On August 24, 2020, Tredegar Corporation (the “Company”), Tredegar Far East Corporation, Tredegar Film Products (Latin America), Inc., and Tredegar Investments, LLC (each of which is a subsidiary of the Company, and collectively with the Company, the “Sellers”) entered into a Purchase and Sale Agreement (the “Purchase Agreement”) with Fitesa Nao Tecidos S.A., Fitesa US LLC and Miramar Participações Ltda (collectively, the “Buyers”) and, for the purposes of guaranteeing Buyers’ payment and performance obligations under the Purchase Agreement and for the other limited purposes set forth in the Purchase Agreement, other than for Miramar Participações Ltda, Fitesa S.A. (“Buyers’ Parent”), pursuant to which the Buyers agreed to purchase from the Sellers, and the Sellers agreed to sell to the Buyers (the “Transaction”), 100% of the issued and outstanding equity interests of Tredegar Film Products LLC, Tredegar Film Products India Private Limited and Tredegar Brasil Indústria De Plásticos Ltda. for an aggregate purchase price of approximately $60.5 million (estimated pretax cash proceeds after transaction costs, purchase price adjustments and transition services of $40 to $45 million). Net cash income tax costs or benefits for the Company relating to the Transaction are expected to be negligible.
The Company’s subsidiaries included in the Transaction comprise the Company’s Personal Care Films business, which is currently reported by the Company within the personal care component of its PE Films segment.

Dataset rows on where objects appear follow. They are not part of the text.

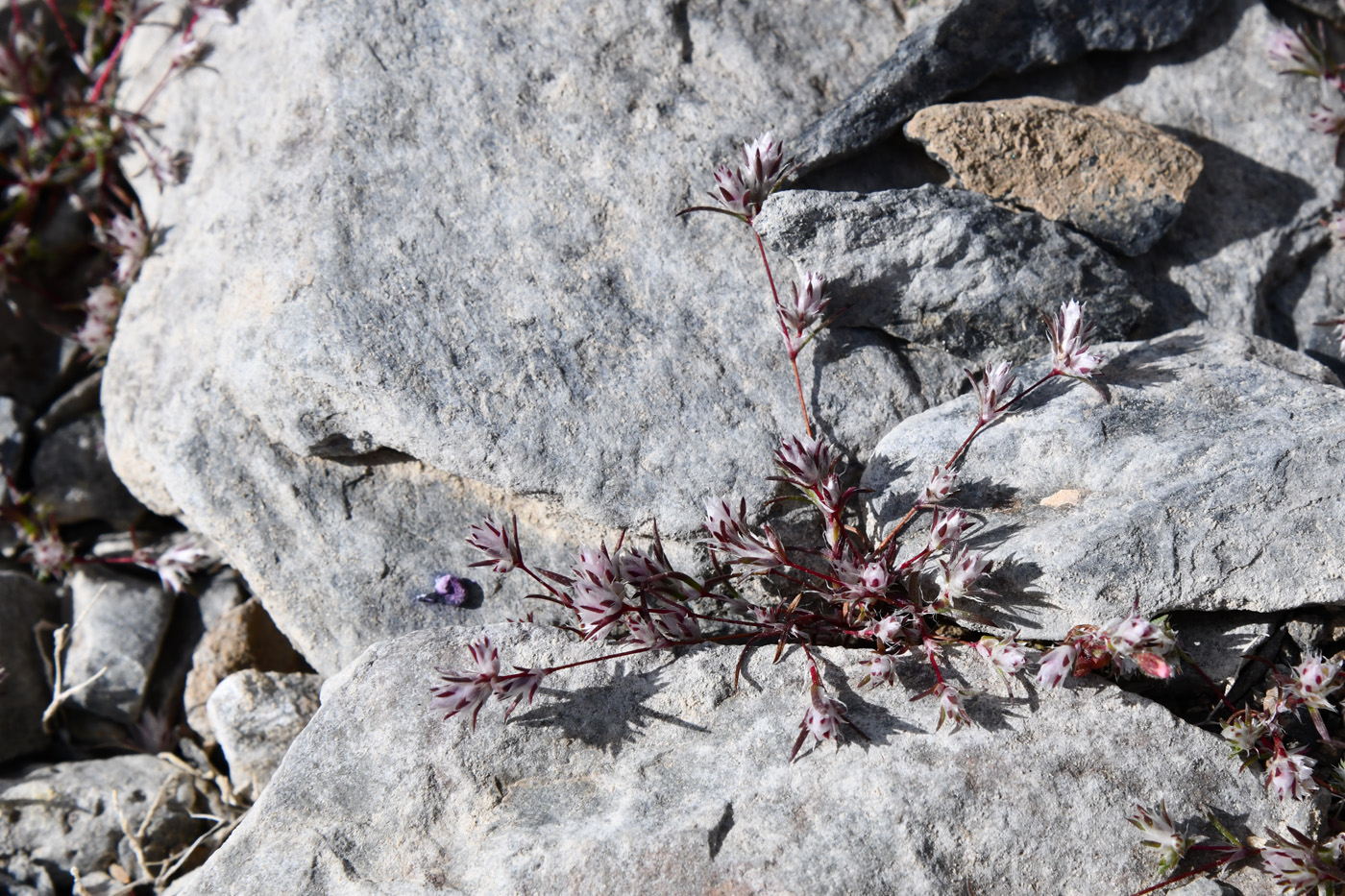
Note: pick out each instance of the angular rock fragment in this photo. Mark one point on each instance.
(1212, 480)
(24, 691)
(656, 770)
(1106, 174)
(978, 39)
(242, 638)
(62, 817)
(120, 624)
(947, 268)
(256, 715)
(73, 479)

The Transaction excludes the packaging film lines and operations relating to the Pottsville, Pennsylvania manufacturing site also currently reported by the Company within the personal care component of its PE Films segment (“Pottsville Packaging”).
The Purchase Agreement contains customary representations, warranties, covenants, agreements and indemnification obligations of the Sellers, the Buyers and the Buyers’ Parent.

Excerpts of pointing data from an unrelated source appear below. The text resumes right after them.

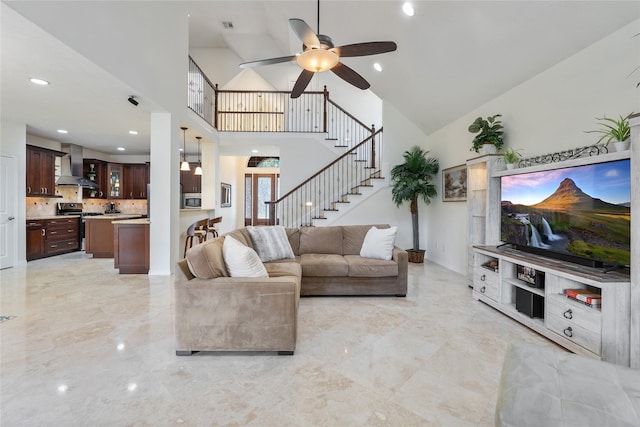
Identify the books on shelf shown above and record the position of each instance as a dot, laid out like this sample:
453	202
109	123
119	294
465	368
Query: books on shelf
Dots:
587	297
491	265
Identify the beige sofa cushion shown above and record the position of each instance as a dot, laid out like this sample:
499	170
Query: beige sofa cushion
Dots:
370	267
324	265
321	240
242	235
279	269
206	261
353	236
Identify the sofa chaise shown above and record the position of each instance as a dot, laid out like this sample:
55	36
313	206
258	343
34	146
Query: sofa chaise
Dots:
215	312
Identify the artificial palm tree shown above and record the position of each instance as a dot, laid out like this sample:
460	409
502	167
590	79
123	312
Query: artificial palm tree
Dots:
412	180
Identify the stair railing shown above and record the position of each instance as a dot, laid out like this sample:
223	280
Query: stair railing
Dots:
330	187
271	111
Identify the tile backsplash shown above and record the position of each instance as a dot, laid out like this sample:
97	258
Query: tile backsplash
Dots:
46	206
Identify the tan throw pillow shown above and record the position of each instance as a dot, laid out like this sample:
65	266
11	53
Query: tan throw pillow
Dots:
206	261
378	243
271	243
241	260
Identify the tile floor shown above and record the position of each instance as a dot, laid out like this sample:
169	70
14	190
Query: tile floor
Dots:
90	347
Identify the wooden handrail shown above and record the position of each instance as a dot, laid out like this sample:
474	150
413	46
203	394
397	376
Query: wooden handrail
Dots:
323	169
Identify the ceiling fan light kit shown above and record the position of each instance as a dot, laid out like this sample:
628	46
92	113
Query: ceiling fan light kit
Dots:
320	55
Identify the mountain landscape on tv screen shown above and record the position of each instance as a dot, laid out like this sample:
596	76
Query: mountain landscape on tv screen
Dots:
573	222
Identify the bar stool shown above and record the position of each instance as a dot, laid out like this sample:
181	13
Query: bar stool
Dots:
196	230
211	227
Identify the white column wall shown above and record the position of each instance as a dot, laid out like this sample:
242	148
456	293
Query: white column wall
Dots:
165	194
13	144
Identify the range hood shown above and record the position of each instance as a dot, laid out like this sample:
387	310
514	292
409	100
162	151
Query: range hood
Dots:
71	168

Completion of the Transaction (the “Closing”) is expected to occur during the fourth quarter of 2020. The Closing is contingent upon the satisfaction of customary closing conditions set forth in the Purchase Agreement, including the receipt of certain competition filing approvals, the accuracy of each party’s representations and warranties (subject to certain exceptions) and the performance in all material respects by each of the parties of its covenants and agreements. The Closing is not subject to a financing condition. The Purchase Agreement also includes customary termination provisions, including if the closing of the Transaction has not occurred on or before November 30, 2020, which can be extended under certain, specific circumstances to December 31, 2020.
At Closing, the Company and Fitesa US LLC will enter into a transition services agreement pursuant to which the Company and certain of its affiliates, will provide certain payroll, facility access, accounting and information technology services to support the Buyers and Buyers’ Parent in the ongoing operations of the Personal Care Business.

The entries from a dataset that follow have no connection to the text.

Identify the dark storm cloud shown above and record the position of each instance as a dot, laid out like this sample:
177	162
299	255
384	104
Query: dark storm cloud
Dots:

The foregoing description of the Purchase Agreement does not purport to be complete and is qualified in its entirety by reference to the Purchase Agreement, a copy of which is attached hereto as Exhibit 2.1 and is incorporated herein by reference.
The above description of the Purchase Agreement has been included to provide information regarding the terms of the Purchase Agreement. It is not intended to provide any other information about the Company, the Sellers, the Buyers, the Buyers’ Parent or their respective subsidiaries or affiliates. The Purchase Agreement contains representations and warranties of the parties thereto that were made solely for the benefit of the other party. The assertions embodied in those representations and warranties are qualified by information in confidential disclosure schedules that the parties have exchanged in connection with signing the Purchase Agreement. The disclosure schedules contain information that modifies, qualifies and creates exceptions to the representations and warranties set forth in the Purchase Agreement. In addition, such representations and warranties may apply a contractual standard of materiality that is different from that generally applicable to shareholders. The representations and warranties were made for the purposes of allocating contractual risk between the parties to the Purchase Agreement and should not be relied upon as a disclosure of factual information relating to the parties thereto or the Company.
Item 7.01. | Regulation FD Disclosure. |
On August 25, 2020, the Company issued a press release announcing the Transaction. A copy of the press release is attached hereto as Exhibit 99.1 and is incorporated in this Item 7.01 by reference.
In accordance with General Instruction B.2 of Form 8-K, the information in Item 7.01 of this Current Report on Form 8-K, including Exhibit 99.1, shall not be deemed “filed” for the purposes of Section 18 of the Securities Exchange Act of 1934, as amended, or otherwise subject to the liabilities of that section, nor shall it be deemed incorporated by reference in any filing or other document pursuant to the Securities Act of 1933, as amended, except as shall be expressly set forth by specific reference in such a filing.